In 1995, Dimri et al. proposed a new isoform for beta-galactosidase with optimum activity at pH 6.0 (Senescence Associated beta-gal or SA-beta-gal)[4] which would be specifically expressed in senescence (The irreversible growth arrest of cells). Even specific quantitative assays were developed for its detection.[5][6][7] Today it is known that this corresponds to an accumulation of the lysosomal endogenous beta-galactosidase.[8] and its expression is not required for senescence. However, it remains as the most widely used biomarker for senescent and aging cells, because it is reliable and easy to detect.
Reaction
The active site of β-galactosidase catalyzes the hydrolysis of its disaccharide substrate via "shallow" and "deep" binding. Monovalent potassium ions (K+) as well as divalent magnesium ions (Mg2+) are required for the enzyme's optimal activity. The beta-linkage of the substrate is cleaved by a terminal carboxyl group on the side chain of a glutamic acid.

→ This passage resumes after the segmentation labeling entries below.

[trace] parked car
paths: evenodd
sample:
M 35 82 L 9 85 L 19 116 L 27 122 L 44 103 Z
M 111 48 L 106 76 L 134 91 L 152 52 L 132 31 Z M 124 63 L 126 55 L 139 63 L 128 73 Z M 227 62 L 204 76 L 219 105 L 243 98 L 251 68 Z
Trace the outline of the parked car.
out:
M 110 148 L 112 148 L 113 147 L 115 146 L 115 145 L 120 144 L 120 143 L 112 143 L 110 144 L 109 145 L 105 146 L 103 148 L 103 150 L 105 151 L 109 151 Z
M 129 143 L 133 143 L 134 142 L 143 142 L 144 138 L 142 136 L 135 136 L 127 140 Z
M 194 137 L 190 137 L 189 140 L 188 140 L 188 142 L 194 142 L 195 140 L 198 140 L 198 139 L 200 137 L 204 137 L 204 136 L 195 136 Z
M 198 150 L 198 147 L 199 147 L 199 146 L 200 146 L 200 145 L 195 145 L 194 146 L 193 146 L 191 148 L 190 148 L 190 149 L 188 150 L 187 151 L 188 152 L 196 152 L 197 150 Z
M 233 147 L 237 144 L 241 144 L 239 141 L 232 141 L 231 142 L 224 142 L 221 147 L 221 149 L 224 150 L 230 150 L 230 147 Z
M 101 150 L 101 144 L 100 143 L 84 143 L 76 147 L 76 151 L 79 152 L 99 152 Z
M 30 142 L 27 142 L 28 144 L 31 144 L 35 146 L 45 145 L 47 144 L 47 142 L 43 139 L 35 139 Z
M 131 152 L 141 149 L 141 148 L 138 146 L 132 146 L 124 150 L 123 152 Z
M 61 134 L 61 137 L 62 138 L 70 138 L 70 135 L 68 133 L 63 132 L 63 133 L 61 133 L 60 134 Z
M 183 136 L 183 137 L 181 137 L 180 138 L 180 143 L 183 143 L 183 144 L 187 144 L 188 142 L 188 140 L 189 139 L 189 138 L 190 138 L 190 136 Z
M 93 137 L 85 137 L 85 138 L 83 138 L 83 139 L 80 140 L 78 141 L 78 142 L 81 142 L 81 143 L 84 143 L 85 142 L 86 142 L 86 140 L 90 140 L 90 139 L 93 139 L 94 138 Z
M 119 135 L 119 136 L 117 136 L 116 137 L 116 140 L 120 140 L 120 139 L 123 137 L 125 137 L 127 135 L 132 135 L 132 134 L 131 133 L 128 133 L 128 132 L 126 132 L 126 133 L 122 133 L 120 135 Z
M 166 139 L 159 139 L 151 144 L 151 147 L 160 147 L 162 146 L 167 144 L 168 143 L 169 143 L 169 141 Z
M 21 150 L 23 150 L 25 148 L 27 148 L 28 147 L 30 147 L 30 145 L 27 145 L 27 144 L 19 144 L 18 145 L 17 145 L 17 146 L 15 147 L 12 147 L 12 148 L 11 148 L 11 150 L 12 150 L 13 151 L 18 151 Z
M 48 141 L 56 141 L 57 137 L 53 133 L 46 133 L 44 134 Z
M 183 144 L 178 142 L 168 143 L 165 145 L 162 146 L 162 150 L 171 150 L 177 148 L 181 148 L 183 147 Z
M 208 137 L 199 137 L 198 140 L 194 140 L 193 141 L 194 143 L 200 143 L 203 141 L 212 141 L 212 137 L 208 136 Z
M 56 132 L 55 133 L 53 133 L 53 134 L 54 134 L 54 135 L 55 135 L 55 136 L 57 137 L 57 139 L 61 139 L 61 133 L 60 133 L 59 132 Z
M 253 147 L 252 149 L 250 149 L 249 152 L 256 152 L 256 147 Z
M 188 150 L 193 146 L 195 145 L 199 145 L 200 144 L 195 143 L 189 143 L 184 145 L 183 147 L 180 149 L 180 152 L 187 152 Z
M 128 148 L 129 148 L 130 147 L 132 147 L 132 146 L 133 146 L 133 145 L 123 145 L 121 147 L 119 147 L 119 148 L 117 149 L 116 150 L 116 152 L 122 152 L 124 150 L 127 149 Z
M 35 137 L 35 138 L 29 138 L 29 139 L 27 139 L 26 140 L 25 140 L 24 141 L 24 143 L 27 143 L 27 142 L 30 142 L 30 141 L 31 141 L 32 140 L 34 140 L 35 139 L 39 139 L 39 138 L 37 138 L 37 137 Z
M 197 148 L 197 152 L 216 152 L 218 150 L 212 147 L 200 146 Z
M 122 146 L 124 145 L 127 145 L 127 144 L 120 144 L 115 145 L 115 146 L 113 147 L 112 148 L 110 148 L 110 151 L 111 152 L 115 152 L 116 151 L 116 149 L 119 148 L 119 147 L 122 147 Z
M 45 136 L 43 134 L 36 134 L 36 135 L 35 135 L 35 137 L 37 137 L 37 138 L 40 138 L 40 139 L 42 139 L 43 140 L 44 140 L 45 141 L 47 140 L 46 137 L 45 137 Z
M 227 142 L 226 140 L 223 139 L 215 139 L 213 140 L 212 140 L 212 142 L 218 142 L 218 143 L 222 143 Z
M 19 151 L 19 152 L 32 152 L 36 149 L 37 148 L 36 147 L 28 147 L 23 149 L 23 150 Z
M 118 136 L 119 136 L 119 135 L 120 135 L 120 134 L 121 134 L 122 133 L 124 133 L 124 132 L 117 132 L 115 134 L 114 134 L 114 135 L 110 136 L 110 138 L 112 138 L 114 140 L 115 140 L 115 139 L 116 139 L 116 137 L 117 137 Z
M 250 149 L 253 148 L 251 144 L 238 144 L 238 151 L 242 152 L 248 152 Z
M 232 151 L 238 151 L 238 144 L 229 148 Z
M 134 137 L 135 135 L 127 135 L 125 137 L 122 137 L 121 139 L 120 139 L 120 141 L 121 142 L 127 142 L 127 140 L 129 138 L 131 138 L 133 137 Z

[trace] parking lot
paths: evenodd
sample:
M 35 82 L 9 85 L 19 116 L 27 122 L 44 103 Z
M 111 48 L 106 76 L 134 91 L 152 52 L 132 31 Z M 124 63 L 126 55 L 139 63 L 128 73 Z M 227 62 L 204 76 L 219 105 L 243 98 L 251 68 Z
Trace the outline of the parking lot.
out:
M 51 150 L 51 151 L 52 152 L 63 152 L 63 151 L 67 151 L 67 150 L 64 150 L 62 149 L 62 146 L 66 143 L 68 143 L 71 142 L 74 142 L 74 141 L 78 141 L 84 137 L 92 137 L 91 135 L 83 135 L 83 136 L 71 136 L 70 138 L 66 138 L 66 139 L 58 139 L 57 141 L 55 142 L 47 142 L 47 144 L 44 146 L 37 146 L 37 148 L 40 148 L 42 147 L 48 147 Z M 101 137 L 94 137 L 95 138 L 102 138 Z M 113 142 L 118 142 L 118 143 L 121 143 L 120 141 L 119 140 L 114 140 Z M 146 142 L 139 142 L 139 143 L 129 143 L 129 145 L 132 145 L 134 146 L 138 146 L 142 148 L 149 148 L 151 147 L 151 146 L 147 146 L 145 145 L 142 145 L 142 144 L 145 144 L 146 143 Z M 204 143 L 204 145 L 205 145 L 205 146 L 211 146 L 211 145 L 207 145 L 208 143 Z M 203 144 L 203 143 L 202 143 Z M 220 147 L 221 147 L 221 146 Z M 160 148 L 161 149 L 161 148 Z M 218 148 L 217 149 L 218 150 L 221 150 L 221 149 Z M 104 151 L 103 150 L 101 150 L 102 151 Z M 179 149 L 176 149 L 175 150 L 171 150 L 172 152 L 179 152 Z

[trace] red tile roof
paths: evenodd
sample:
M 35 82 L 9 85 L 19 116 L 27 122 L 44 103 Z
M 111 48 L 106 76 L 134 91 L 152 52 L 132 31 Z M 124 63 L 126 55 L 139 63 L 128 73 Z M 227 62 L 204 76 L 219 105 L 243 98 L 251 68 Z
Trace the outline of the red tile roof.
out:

In E. coli, Glu-461 was thought to be the nucleophile in the substitution reaction.[9] However, it is now known that Glu-461 is an acid catalyst. Instead, Glu-537 is the actual nucleophile,[10] binding to a galactosyl intermediate.
In humans, the nucleophile of the hydrolysis reaction is Glu-268.[11]
Biology
β-galactosidase is an essential enzyme in the human body. Deficiencies in the protein can result in galactosialidosis or Morquio B syndrome.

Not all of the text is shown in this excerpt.